Filebeat http stats: number of events in queue


(sergey arlashin) #1

Hi!

What parameter in filebeat stats which are exposed via http (http://localhost:5066/stats?pretty) shows the amount of existing events in spool queue ?

We are sending logs from filebeats to logstash and want to monitor filebeat's queue size.

Thanks!

Regards,
Sergey


(Steffen Siering) #2

'spool queue'? Do you use spooling to disk or the memory queue?


(sergey arlashin) #3

I'm using spooling to disk. Seems I named it incorrectly. sorry.

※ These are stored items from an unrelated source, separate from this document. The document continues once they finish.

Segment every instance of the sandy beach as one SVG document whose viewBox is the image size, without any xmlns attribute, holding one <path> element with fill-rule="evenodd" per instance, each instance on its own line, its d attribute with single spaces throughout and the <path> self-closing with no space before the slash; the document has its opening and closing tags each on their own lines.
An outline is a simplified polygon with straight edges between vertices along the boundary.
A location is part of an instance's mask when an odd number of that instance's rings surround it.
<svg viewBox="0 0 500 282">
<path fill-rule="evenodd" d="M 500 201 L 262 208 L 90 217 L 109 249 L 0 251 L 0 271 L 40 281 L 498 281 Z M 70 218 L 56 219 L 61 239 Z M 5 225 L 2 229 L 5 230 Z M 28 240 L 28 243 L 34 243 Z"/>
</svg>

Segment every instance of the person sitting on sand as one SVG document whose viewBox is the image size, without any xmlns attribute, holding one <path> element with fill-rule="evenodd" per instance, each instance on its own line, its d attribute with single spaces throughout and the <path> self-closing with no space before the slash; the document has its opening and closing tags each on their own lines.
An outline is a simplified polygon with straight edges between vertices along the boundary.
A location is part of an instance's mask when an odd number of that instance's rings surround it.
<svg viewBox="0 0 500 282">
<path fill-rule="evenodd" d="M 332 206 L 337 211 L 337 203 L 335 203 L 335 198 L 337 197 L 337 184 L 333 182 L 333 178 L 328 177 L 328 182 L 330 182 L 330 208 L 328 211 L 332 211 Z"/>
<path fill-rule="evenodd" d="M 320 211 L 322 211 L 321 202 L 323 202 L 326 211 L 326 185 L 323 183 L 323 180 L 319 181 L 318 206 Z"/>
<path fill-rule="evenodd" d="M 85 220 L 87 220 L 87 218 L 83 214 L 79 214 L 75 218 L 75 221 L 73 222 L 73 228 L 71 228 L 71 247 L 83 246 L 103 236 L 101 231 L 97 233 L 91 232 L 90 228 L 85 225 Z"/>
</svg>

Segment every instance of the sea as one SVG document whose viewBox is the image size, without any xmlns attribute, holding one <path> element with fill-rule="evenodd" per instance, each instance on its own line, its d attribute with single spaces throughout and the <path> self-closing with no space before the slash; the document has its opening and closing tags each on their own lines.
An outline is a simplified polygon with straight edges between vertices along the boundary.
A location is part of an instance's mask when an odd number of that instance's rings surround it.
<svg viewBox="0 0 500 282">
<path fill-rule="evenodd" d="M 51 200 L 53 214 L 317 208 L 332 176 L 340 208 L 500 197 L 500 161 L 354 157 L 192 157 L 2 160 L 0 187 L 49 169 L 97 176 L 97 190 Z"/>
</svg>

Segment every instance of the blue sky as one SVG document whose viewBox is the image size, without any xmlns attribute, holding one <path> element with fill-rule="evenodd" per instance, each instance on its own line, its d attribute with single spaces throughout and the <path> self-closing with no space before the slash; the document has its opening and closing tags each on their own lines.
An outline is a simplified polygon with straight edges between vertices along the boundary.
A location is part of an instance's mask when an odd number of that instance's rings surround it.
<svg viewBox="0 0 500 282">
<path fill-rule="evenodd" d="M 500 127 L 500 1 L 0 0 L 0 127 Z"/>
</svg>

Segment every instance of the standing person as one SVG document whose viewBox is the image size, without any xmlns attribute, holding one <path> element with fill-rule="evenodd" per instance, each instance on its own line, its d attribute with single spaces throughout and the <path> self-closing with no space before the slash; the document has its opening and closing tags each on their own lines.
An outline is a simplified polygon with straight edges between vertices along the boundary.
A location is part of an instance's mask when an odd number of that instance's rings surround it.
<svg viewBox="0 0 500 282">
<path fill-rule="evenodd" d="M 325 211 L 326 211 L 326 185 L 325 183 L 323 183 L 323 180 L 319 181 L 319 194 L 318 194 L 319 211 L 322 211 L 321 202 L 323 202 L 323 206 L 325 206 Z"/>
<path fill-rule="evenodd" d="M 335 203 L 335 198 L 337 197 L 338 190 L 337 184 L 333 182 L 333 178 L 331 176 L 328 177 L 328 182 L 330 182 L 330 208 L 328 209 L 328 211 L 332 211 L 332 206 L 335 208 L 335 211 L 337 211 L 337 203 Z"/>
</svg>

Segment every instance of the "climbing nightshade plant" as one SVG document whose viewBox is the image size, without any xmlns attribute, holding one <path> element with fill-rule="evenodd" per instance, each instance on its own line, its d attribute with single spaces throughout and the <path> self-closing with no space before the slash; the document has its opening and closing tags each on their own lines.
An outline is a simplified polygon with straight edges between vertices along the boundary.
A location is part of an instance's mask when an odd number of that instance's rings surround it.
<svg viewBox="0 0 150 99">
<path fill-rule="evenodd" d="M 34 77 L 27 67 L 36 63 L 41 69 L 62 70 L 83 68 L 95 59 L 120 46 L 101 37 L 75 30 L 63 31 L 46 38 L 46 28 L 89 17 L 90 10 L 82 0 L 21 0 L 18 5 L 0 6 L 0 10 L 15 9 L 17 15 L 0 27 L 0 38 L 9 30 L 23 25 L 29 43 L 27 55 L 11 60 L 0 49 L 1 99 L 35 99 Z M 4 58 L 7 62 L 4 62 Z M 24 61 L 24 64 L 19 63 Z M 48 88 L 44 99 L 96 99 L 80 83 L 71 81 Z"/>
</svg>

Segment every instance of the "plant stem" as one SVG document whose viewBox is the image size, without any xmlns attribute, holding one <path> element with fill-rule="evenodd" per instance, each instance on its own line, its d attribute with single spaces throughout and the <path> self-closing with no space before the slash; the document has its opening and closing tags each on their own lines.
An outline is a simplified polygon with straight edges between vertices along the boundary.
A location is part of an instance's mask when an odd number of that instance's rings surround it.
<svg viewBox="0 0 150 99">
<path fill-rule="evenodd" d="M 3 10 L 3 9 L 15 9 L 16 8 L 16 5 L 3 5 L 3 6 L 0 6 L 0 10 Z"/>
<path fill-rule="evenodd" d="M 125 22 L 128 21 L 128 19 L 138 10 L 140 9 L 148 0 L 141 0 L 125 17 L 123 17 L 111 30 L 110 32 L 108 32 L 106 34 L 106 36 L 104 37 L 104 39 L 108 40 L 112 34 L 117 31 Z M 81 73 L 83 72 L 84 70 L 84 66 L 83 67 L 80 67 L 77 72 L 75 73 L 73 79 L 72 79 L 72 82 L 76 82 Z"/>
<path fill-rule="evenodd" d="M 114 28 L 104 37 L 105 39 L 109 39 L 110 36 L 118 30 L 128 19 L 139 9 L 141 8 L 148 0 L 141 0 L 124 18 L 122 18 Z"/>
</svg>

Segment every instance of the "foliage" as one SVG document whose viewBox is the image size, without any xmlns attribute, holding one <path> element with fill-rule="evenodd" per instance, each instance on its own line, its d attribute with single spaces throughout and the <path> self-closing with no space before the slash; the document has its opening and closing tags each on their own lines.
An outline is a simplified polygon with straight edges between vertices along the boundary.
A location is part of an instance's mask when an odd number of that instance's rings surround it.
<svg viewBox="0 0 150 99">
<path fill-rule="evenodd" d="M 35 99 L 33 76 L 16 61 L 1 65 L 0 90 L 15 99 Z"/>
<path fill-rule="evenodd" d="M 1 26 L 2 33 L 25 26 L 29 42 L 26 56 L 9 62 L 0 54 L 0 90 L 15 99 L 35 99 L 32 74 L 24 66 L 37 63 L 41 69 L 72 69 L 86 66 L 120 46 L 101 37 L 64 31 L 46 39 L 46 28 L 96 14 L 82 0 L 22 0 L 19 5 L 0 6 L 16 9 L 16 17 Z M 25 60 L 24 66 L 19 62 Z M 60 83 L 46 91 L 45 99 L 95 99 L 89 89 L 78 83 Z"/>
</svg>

Currently the status output is the following

{
  "beat": {
    "cpu": {
      "system": {
        "ticks": 126531,
        "time": {
          "ms": 126531
        }
      },
      "total": {
        "ticks": 4275999,
        "time": {
          "ms": 4275999
        },
        "value": 4275999
      },
      "user": {
        "ticks": 4149468,
        "time": {
          "ms": 4149468
        }
      }
    },
    "handles": {
      "open": 194
    },
    "info": {
      "ephemeral_id": "82f7dec7-a787-417a-987d-35db893277ab",
      "uptime": {
        "ms": 70301782
      }
    },
    "memstats": {
      "gc_next": 36115744,
      "memory_alloc": 40274408,
      "memory_total": 468534822008,
      "rss": 1439768576
    }
  },
  "filebeat": {
    "events": {
      "active": 315,
      "added": 49756811,
      "done": 49756496
    },
    "harvester": {
      "closed": 86,
      "open_files": 1,
      "running": 1,
      "skipped": 0,
      "started": 87
    },
    "input": {
      "log": {
        "files": {
          "renamed": 0,
          "truncated": 0
        }
      }
    }
  },
  "libbeat": {
    "config": {
      "module": {
        "running": 0,
        "starts": 0,
        "stops": 0
      },
      "reloads": 0
    },
    "output": {
      "events": {
        "acked": 49753904,
        "active": 2332,
        "batches": 20379,
        "dropped": 0,
        "duplicates": 0,
        "failed": 4733,
        "total": 49760969
      },
      "read": {
        "bytes": 139128,
        "errors": 0
      },
      "type": "logstash",
      "write": {
        "bytes": 2905357460,
        "errors": 2
      }
    },
    "pipeline": {
      "clients": 1,
      "events": {
        "active": 315,
        "dropped": 0,
        "failed": 0,
        "filtered": 260,
        "published": 49756551,
        "retry": 1069725,
        "total": 49756811
      },
      "queue": {
        "acked": 49756236
      }
    }
  },
  "registrar": {
    "states": {
      "cleanup": 86,
      "current": 1,
      "update": 49756496
    },
    "writes": {
      "fail": 0,
      "success": 23349,
      "total": 23349
    }
  },
  "system": {
    "cpu": {
      "cores": 2
    }
  }
}

However when I stop logstash, I don't see any value that gets increased except for failed. But there definitely should be something that represents the amount of messages that are saved locally to disk but not forwarded to logstash.


(Steffen Siering) #4

Unfortunately we don't expose metrics for spooling to disk yet. For the spool we don't only want to collect number of events, but also add more metrics, like disk usage, number of IO ops and so on.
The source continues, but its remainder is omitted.